The Vulnerability of False Narratives
What makes this narrative machinery vulnerable is the stubbornness of documented facts. ISKP’s own propaganda channels, such as Al-Azaim, openly reference Afghan sanctuaries as their ideological and operational base. Recent United Nations reports, along with independent assessments from countries including Russia and Denmark, confirm that ISKP leadership, recruitment networks, and media operations remain firmly located inside Afghanistan. The October 2025 bombings in Kunar and repeated security breaches in Kabul underscore the Afghan government’s inability to maintain control in certain areas.
The UN Analytical Support and Sanctions Monitoring Team has further noted that the TTP receives regular financial support from the Afghan Taliban. Equipment worth billions of dollars, left behind during the American withdrawal and documented by SIGAR, is now being used by the TTP in attacks against Pakistan. The Transatlantic Intelligence Consortium recently reported that up to forty-four terrorist outfits remain active on Afghan soil. Some maintain training spaces and family compounds. These are not isolated data points—they form a picture widely acknowledged by the international community.
The Need for a Credible Counterforce
Exposing false narratives is only half the task. A credible ideological counterforce is equally necessary. Pakistan has already built one. Groups like TTP and ISKP regularly issue fake, self-serving religious decrees from Afghan territory. These decrees misrepresent Islamic teachings, promote takfir, and attempt to justify violence against civilians. They fail to gain widespread traction in large part because Pakistan possesses a powerful rebuttal: Paigham-e-Pakistan, a fatwa grounded in authentic Islamic scholarship. It carries the consensus of over eighteen hundred scholars drawn from all major ideologies and sects. The decree unequivocally rejects terrorism, extremism, takfir, and suicide attacks.
Afghanistan urgently needs a comparable instrument. A state-endorsed, cross-sectarian fatwa, collectively issued by scholars from all major schools of thought and publicly affirmed by the supreme leadership, including Mullah Haibatullah Akhundzada, would provide a credible religious counter-narrative.

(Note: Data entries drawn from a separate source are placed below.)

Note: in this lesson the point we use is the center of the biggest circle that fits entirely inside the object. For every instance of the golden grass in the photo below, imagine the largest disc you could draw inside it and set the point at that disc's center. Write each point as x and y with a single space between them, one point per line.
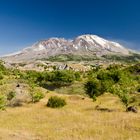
78 120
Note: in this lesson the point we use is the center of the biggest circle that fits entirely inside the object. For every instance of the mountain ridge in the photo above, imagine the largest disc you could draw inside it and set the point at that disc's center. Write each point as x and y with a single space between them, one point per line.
91 45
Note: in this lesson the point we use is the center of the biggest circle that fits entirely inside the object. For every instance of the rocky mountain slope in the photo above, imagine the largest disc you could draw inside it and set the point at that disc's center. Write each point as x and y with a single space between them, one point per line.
89 45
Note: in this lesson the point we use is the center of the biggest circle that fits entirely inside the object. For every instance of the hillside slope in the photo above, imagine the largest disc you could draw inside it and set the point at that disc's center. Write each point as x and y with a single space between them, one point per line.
84 45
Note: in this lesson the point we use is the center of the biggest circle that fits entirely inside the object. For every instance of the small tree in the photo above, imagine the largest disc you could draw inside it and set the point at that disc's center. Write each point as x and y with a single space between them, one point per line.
93 88
2 102
56 102
36 97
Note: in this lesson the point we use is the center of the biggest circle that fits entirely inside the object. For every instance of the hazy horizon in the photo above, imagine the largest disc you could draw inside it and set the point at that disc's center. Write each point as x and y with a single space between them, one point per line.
24 22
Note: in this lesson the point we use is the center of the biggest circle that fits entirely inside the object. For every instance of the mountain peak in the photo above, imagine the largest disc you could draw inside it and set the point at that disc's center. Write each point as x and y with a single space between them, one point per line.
82 45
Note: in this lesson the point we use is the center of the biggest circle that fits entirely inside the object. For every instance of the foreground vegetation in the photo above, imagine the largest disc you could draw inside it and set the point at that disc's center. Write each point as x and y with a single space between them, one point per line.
93 104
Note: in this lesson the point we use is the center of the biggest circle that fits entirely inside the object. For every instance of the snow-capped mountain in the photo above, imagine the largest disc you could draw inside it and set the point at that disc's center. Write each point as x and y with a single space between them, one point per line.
82 45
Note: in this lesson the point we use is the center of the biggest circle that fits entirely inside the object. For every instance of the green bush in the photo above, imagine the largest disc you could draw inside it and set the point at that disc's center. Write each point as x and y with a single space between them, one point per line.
2 102
36 97
93 88
125 98
56 102
11 95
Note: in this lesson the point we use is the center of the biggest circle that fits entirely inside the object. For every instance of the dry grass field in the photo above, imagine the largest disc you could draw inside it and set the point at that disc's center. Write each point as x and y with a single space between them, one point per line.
78 120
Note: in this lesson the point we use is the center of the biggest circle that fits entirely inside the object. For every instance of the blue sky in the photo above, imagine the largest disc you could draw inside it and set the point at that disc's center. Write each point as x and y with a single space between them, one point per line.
23 22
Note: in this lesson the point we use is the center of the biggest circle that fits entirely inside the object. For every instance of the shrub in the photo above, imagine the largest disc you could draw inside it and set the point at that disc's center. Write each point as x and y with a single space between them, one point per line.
11 95
56 102
36 97
125 98
2 102
93 88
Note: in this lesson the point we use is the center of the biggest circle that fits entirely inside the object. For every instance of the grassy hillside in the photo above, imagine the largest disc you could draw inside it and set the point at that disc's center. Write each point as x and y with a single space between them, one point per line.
77 120
96 103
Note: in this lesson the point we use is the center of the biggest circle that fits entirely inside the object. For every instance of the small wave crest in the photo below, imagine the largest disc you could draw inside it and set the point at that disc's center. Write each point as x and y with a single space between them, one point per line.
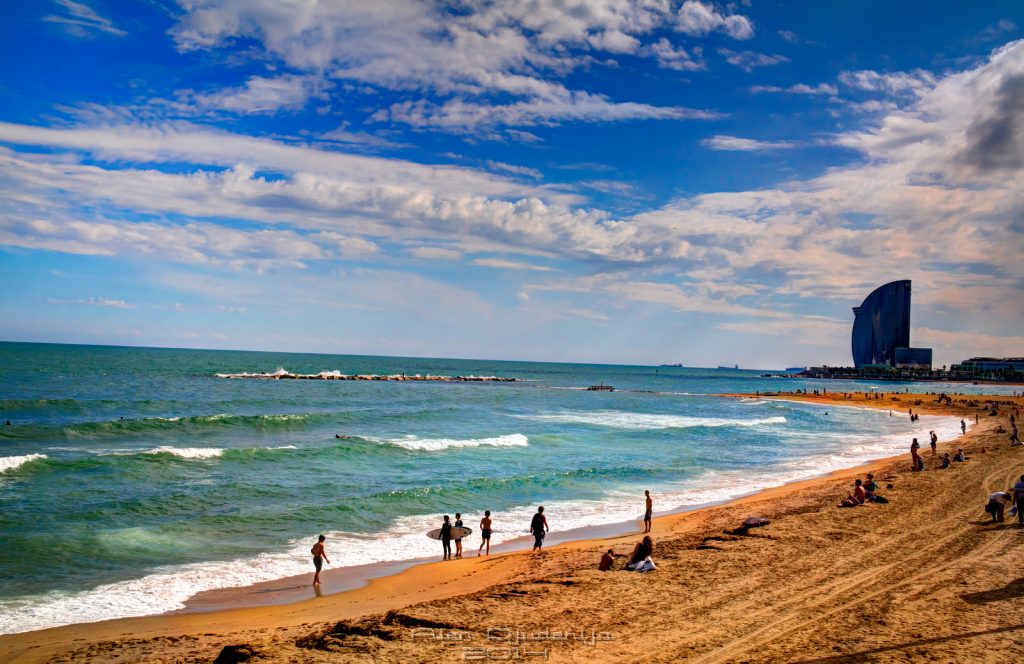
187 453
617 419
9 463
436 445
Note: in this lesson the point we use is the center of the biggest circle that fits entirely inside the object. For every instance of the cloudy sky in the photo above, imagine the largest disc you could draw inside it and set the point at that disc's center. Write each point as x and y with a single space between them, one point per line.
593 180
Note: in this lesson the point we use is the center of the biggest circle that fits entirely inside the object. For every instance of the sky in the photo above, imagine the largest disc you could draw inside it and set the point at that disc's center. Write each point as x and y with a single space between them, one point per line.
578 180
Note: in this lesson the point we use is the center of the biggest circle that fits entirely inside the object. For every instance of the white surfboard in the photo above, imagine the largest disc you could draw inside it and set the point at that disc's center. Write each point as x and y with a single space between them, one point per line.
458 532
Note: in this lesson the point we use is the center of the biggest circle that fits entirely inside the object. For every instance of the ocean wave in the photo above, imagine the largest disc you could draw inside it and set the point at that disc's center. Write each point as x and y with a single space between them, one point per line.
617 419
9 463
187 453
436 445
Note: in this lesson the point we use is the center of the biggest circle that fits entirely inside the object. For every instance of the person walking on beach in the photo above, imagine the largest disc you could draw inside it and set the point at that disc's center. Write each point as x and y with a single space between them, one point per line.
446 539
1019 501
648 510
458 540
320 554
915 462
539 527
484 533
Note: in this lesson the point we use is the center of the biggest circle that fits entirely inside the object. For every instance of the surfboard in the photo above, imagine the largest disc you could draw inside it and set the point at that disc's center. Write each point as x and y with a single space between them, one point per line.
457 533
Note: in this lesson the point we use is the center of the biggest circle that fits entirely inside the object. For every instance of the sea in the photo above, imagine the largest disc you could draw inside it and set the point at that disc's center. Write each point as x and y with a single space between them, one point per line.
132 479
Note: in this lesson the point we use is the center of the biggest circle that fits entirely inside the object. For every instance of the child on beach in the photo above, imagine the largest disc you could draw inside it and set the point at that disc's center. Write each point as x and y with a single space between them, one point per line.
539 527
648 510
458 540
320 554
446 539
484 533
857 497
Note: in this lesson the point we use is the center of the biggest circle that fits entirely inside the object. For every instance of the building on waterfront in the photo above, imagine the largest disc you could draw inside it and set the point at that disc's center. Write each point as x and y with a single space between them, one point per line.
882 330
997 368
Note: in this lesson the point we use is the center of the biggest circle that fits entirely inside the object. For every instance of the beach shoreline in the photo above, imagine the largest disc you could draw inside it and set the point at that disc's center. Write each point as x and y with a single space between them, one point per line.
418 582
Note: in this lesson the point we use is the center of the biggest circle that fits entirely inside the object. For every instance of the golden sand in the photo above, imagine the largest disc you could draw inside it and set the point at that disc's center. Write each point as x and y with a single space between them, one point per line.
927 577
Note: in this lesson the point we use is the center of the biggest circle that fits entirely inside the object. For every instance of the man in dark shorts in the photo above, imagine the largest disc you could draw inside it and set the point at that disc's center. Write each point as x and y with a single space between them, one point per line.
320 554
648 510
539 527
446 539
484 532
1019 500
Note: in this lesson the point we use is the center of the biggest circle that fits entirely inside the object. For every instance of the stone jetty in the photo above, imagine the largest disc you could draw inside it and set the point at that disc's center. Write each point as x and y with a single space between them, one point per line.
281 374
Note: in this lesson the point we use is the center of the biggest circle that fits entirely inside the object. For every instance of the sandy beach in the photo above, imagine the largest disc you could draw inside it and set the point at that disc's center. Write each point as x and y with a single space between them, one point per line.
926 577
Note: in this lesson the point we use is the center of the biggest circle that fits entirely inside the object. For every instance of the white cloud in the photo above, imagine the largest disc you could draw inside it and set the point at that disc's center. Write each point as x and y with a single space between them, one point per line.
736 143
799 88
91 301
260 94
83 21
458 64
675 57
502 263
700 18
749 60
895 83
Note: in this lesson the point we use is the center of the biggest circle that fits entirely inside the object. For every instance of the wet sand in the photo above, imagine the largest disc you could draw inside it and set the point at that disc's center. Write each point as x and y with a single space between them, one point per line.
925 577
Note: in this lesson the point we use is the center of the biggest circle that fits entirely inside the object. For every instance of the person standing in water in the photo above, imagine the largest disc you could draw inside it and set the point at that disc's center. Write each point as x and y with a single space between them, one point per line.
648 510
484 533
458 540
539 527
446 539
320 554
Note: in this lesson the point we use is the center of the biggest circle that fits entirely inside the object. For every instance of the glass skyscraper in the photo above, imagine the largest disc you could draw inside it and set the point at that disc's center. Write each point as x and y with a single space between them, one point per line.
882 324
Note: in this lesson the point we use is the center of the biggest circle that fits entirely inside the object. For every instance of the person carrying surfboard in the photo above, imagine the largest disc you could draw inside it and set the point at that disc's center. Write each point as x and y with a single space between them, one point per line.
446 538
458 540
539 527
484 532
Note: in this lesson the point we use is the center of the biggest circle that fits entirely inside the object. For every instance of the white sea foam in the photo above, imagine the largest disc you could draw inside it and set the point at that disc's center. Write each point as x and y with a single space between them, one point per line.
187 453
619 419
9 463
168 588
436 445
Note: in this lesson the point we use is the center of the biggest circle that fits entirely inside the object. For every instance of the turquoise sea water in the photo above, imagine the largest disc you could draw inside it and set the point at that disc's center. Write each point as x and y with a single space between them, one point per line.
131 479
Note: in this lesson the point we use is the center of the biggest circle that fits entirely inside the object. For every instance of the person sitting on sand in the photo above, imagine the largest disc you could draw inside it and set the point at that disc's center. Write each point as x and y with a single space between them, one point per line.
539 527
320 554
607 561
640 552
997 503
446 539
484 533
870 488
856 498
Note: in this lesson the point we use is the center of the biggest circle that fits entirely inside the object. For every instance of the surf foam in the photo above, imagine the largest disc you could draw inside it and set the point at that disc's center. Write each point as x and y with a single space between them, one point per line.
436 445
617 419
9 463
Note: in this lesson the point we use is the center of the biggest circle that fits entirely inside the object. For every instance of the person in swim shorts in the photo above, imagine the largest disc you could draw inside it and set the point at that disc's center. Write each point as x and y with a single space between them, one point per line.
484 533
320 554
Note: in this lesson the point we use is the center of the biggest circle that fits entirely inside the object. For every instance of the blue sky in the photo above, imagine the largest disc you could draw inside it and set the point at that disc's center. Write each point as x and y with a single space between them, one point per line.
608 180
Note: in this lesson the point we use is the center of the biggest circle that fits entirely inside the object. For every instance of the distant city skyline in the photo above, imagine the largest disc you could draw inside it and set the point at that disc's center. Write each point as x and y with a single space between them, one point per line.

Such a decree would delegitimize violence in unequivocal Islamic terms, discourage Afghan youth from being drawn into extremist pathways, and shrink the ideological space that terrorist organizations currently exploit for recruitment and justification.
Conclusion
Information can illuminate a path toward stability or pour fuel on old grievances. In the space between Pakistan and Afghanistan, it is doing far too much of the latter. The facts are available. The question is whether the will to see them clearly still exists on all sides. Until that will emerges, the weapons made of words will continue to do their quiet damage. Trust will erode. Diplomacy will stumble. And ordinary people on both sides of a contested border will pay the heaviest price.